One of the ways in which cloud can end up costing more is based on the load balancing service you choose to use.
Load balancing is at the heart of every cloud computing model. Without load balancing of some kind you can't scale, and scalability is one of cloud's biggest benefits, as well as a top driver according to North Bridge Ventures 2014 Future of Cloud.
Load balancing, of course, distributes load across multiple instances of an application to enable scale, improve performance, and maintain availability. In most cloud environments, where provider supplied load balancing services are made available, these services are based on a scale out model, meaning scalability is based purely on the cloning of new application instances when demand reaches a certain (usually customer defined) threshold.
Now, that's all pretty simple stuff. All load balancing services offer scalability this way. What separates enterprise class load balancing from the simplistic offerings from providers is the ability to optimize server-side (virtual or physical) resource utilization in order to eke out the most capacity from each one, without compromising on other service level requirements such as performance.

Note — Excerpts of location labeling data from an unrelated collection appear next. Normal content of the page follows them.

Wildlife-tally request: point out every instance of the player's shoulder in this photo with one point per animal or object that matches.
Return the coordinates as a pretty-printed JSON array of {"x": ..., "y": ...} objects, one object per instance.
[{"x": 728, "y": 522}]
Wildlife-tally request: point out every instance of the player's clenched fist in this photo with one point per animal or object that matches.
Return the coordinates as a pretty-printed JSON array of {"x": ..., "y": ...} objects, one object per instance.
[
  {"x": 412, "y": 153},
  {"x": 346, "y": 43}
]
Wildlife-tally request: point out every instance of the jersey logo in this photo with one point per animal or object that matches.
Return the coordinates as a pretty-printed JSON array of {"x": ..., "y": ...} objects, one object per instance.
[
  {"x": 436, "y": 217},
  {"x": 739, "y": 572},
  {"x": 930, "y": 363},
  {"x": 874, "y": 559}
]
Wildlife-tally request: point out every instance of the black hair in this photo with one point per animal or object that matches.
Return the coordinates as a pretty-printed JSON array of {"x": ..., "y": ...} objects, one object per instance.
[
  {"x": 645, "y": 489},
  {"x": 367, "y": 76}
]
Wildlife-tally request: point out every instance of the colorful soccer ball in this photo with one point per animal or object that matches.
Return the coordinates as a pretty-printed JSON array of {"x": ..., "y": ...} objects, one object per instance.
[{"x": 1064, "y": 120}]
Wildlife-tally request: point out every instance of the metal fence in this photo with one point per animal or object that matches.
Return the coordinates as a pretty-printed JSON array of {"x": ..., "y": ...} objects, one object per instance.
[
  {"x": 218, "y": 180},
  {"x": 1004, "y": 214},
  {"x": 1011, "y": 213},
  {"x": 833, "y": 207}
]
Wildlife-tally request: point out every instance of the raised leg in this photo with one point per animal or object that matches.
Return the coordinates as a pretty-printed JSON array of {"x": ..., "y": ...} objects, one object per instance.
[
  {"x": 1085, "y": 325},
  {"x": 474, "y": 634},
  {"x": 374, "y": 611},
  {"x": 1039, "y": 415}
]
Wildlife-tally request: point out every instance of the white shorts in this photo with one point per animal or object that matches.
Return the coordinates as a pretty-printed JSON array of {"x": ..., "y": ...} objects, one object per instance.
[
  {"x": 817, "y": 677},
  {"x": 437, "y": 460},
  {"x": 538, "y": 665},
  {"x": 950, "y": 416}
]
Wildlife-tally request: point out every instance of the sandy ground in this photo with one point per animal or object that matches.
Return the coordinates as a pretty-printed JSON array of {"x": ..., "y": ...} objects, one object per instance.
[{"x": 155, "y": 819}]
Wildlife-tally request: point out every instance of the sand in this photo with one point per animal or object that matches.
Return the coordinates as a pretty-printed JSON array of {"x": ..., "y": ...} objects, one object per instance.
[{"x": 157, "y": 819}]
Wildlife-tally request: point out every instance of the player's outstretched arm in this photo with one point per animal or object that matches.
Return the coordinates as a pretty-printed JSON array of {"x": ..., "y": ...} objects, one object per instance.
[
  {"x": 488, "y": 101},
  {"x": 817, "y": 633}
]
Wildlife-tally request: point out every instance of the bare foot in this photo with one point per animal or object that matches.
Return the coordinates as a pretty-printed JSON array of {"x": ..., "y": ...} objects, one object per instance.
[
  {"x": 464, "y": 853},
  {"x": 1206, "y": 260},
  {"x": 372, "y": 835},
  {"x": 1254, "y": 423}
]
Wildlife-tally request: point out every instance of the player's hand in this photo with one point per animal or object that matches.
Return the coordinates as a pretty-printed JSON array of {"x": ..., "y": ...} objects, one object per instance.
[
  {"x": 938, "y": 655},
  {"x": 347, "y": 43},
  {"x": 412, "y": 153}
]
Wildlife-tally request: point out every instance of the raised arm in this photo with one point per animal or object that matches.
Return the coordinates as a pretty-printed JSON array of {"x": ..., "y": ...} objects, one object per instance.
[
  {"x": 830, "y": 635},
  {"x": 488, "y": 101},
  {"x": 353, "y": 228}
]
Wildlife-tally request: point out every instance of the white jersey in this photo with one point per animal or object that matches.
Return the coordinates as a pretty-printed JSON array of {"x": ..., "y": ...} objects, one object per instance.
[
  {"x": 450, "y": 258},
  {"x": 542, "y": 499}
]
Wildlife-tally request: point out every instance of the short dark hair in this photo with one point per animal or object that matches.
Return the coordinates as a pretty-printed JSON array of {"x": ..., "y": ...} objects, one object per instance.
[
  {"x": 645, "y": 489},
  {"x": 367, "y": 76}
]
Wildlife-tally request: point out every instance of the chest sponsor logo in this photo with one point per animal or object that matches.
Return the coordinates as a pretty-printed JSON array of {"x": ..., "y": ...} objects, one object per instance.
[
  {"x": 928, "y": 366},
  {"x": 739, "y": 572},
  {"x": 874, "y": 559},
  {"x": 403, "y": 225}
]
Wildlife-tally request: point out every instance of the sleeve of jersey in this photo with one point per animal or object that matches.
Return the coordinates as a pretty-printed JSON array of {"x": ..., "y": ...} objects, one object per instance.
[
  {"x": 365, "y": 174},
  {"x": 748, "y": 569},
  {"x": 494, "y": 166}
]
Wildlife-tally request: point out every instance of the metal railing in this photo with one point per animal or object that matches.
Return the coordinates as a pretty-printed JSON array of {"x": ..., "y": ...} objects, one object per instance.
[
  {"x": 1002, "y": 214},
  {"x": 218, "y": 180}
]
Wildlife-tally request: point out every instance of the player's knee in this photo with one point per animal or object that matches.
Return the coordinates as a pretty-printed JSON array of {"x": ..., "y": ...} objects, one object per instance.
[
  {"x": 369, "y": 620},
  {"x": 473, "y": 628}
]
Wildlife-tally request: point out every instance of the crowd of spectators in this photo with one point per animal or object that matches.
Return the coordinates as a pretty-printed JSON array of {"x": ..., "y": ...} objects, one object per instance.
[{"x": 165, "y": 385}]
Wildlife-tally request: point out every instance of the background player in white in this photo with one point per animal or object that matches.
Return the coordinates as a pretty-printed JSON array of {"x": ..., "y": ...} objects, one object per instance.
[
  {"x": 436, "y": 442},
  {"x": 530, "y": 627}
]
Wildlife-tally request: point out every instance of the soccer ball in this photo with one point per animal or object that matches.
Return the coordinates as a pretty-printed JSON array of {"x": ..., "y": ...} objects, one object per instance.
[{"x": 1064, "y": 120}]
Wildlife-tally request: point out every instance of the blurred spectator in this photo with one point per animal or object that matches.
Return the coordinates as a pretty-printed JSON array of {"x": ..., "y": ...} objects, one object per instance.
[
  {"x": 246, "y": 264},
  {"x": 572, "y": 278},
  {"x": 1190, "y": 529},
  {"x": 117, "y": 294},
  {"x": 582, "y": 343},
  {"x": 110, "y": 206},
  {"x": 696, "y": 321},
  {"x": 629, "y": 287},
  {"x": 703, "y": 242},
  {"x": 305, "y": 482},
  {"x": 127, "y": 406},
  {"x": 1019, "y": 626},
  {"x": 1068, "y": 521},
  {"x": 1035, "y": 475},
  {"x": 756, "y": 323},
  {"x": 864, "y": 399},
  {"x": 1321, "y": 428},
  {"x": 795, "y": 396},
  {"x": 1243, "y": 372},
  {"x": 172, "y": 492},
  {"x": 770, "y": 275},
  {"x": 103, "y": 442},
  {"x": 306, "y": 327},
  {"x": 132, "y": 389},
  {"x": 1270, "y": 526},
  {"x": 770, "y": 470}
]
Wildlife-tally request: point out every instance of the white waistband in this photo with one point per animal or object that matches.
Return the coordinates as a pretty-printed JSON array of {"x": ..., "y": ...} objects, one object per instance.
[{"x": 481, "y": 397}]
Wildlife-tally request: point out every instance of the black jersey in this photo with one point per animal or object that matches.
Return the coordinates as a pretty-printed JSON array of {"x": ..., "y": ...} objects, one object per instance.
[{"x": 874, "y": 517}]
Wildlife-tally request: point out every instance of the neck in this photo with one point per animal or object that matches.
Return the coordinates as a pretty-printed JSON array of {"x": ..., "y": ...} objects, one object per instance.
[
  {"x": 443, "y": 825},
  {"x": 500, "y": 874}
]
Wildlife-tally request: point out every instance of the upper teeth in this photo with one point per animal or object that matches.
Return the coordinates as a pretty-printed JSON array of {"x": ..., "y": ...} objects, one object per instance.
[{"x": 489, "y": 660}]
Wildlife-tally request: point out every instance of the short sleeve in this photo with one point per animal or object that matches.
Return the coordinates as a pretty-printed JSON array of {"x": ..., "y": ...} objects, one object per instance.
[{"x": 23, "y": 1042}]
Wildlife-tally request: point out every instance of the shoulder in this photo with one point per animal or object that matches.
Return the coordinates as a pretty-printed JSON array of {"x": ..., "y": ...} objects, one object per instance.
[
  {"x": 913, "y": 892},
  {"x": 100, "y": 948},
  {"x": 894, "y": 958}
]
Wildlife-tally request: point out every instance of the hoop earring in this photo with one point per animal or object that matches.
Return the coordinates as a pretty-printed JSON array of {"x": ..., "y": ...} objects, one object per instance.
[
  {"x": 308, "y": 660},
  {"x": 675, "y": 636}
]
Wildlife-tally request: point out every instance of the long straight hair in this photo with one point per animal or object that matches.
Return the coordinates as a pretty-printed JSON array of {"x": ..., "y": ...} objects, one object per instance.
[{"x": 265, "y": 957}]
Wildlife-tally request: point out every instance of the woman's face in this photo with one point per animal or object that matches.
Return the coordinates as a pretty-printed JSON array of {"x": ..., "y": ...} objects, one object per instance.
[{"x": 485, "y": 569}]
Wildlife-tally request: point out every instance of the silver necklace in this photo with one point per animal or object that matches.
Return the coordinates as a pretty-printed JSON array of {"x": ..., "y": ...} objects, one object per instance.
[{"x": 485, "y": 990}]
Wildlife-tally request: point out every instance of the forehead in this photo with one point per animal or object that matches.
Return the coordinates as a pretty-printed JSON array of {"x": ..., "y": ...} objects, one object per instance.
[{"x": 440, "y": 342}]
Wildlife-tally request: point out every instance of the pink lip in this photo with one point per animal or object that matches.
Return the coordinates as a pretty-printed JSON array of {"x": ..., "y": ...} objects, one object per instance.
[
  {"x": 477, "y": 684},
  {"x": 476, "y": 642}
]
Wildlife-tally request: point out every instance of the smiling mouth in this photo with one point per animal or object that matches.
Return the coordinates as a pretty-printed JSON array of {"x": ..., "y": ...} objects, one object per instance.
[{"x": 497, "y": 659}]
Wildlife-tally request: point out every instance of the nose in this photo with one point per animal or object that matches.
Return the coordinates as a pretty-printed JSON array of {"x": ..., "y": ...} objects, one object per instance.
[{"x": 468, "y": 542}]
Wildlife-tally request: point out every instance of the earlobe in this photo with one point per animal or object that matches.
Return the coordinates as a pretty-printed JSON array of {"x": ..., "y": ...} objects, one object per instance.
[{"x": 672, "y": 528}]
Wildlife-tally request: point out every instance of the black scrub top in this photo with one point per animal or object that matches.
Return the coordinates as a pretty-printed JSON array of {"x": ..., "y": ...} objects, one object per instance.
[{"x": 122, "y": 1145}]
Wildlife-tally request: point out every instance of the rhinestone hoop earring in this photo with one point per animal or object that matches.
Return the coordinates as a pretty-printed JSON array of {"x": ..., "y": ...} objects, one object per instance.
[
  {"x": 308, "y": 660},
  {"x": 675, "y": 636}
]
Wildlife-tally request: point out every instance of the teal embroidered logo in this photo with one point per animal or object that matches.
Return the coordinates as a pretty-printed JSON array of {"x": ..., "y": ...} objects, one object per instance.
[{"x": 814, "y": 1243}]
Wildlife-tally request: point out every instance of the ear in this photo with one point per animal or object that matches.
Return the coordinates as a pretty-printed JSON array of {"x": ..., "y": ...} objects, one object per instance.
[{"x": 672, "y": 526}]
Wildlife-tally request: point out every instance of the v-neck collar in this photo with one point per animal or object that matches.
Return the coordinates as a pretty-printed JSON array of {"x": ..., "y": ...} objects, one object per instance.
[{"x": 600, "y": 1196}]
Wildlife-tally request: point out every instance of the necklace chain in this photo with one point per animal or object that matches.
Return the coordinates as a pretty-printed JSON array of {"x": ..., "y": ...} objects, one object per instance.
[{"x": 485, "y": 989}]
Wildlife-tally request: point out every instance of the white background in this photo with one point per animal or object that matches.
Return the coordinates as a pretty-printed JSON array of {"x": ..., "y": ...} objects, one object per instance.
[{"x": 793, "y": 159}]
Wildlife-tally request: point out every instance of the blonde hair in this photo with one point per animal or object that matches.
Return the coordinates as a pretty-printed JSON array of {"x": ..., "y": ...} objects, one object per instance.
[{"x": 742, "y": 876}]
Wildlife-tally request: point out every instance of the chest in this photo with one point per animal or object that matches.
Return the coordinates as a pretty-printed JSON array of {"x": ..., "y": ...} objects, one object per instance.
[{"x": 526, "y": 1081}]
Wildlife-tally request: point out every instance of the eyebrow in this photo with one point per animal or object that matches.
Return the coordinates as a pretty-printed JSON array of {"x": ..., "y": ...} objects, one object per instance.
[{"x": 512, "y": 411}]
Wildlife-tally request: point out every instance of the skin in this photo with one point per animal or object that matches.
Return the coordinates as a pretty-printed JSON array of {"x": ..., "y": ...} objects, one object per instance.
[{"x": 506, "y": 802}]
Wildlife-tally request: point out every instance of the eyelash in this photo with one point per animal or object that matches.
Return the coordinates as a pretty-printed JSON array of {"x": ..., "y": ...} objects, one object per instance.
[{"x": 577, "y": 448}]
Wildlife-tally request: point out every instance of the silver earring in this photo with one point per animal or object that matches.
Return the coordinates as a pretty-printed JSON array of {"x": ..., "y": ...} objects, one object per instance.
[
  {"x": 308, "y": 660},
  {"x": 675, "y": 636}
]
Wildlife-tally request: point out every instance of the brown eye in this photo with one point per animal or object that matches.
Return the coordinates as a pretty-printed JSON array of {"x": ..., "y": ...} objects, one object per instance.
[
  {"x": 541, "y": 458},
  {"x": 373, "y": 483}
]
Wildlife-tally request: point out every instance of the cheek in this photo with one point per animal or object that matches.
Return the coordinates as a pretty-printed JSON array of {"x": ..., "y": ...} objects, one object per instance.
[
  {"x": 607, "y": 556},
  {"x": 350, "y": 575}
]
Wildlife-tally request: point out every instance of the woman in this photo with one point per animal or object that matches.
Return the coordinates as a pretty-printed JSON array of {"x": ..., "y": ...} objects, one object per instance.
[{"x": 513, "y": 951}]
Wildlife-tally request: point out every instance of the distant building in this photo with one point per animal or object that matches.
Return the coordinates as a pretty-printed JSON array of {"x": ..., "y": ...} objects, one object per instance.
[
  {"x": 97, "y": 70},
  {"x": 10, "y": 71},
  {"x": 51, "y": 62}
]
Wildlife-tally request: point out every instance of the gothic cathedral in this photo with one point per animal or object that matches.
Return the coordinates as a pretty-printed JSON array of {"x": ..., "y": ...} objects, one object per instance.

Enterprise class load balancing services achieve this by using a variety of TCP optimizations designed to offload protocol overhead from the server (instance). TCP multiplexing and response buffering capabilities enable enterprise class load balancing to improve the capacity of servers (instances) by 25% or more, on average.
Obviously if a server (instance) can serve 25% more user requests, you don't scale out as quickly. In other words, you aren't launching more instances as frequently. Which means you aren't paying for more instances as often, either. Interesting, isn't that?
Enterprise load balancing services also offer a variety of load balancing algorithms, each of which has advantages and disadvantages. All load balancing services generally support the most basic of algorithms, round robin, but more sophisticated algorithms are rarely implemented. It is here, along with TCP optimizations, that efficient scalability becomes problematic. Round robin is application and server load agnostic, meaning it doesn't care if the instance selected has 400 connections while a second instance has only 50, it's still going to send that request to the next one in line. While least connections may not be the most efficient algorithm available, it's definitely more application load-aware than round robin.
Most enterprise driven load balancing algorithms take into consideration in some way - whether through weights or connection counts - the load on a given application instance. Rather than just distribute requests, they attempt to efficiently and equally distribute requests in order to maximize resource utilization without impacting performance or availability.
Thus, the use of simple load balancing services with rudimentary algorithmic support and an apathetic view toward server (instance) load serves to distribute load unequally.
These load balancing services do, however, serve to ensure that more instances are launched and more bandwidth is used, which necessarily incurs additional costs.
The load balancing service you choose does ultimately impact the overall cost of cloud. While its not the primary cause behind observations from organizations like Evernote, it's certainly a contributor.